Carly Fiorina continues to troll the media

Presidential candidate and former CEO Carly Fiorina didn’t register the domain name carlyfiorina.org when she first announced she was running for president. And for some reason the media has nothing better to do (I guess everything is fine and dandy in Baltimore, the Middle East and Hillary Clinton land) than to ding her for it.

But Fiorina was prepared. Last Tuesday, Fiorina was asked by “Late Night” host Seth Meyers about the domain name, which had been bought by a Democrat detractor who used it to point out how many people she laid off as CEO of Hewlett-Packard after its merger with Compaq, to eliminate the resulting duplicated positions.

Fiorina responded to Meyers by revealing that she had purchased SethMeyers.org, which she re-routed to her own campaign website.

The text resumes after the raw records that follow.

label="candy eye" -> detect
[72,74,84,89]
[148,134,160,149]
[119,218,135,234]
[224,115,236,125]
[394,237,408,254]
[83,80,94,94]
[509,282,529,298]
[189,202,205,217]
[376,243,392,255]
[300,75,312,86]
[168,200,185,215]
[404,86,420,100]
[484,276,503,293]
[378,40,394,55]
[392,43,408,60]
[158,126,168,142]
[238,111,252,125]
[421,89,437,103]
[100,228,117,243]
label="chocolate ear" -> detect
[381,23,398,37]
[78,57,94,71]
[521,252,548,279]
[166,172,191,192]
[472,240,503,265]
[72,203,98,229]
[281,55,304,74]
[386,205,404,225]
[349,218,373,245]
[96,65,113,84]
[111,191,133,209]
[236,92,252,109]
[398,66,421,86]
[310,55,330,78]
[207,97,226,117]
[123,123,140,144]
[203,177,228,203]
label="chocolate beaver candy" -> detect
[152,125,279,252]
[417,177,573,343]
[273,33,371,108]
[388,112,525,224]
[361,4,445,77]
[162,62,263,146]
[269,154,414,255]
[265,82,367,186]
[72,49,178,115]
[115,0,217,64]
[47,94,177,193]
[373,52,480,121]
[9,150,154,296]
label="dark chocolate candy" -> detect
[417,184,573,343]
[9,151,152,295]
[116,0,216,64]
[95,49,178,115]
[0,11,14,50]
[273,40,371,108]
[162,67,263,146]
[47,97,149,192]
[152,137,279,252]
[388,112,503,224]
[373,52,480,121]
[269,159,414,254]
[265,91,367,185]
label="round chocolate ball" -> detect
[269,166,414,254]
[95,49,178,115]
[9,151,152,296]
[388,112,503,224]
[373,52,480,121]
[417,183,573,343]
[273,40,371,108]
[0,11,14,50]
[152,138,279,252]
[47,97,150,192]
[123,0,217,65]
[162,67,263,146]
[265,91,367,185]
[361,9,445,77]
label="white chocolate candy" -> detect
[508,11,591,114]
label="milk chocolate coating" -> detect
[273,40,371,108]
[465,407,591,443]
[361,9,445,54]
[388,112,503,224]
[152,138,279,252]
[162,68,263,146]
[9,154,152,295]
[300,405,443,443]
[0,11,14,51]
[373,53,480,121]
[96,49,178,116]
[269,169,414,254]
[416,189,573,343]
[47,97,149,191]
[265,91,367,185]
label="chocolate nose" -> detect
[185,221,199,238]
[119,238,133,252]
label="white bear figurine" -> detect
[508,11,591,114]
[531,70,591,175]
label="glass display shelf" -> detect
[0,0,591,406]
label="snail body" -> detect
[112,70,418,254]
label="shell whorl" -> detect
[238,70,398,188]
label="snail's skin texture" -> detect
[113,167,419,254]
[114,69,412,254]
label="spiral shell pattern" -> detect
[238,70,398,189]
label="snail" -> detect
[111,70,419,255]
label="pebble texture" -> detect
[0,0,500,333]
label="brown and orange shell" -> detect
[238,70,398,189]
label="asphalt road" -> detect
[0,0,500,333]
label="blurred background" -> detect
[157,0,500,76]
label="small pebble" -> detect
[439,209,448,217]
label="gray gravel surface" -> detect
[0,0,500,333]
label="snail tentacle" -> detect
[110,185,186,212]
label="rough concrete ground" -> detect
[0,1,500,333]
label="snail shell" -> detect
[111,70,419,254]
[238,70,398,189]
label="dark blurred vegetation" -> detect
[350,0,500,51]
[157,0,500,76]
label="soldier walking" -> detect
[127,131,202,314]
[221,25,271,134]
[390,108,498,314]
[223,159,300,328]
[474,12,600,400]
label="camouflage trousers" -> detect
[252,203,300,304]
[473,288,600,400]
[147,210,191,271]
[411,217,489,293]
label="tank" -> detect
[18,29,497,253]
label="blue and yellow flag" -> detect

When NBC’s Chuck Todd interviewed Fiorina on Sunday’s “Meet The Press,” he either set the presidential candidate up or thought her “Late Night” stunt would be the end of her trolling.

It wasn’t. Todd predictably brought up what Fiorina’s people are now humorously calling “domaingate.” After the show, the former CEO revealed that her team had also purchased chucktodd.org. That website also redirects to Fiorina’s campaign website.

And despite a week of attention being paid to Fiorina’s domain snafu, it turns out 2016 Democratic frontrunner Hillary Clinton also failed to purchase domain names. Hillaryclinton.net also redirects to Fiorina’s campaign website, although her team told Buzzfeed News they had nothing to do with the purchase.

Hillaryclinton.net, according to a GoDaddy domain registration search, belongs to a California man who doesn’t appear to be a big time donor. He gave a little over $1,000 to a Texas Tea Party organization in 2011, but there’s little other evidence of his political involvement. The Washington Examiner has reached out to him and will update this post if he responds.

The registrant for the Clinton domain created the URL in late 2002, two years after the former First Lady had been elected to the Senate.

Part of the reason for the focus on Fiorina is her background in tech — as if failing to register a domain name (which was snapped up before she even announced she was running for president) somehow undoes everything she accomplished in her life.

Or maybe this is the media’s best effort to distract from week after week of bad Clinton news.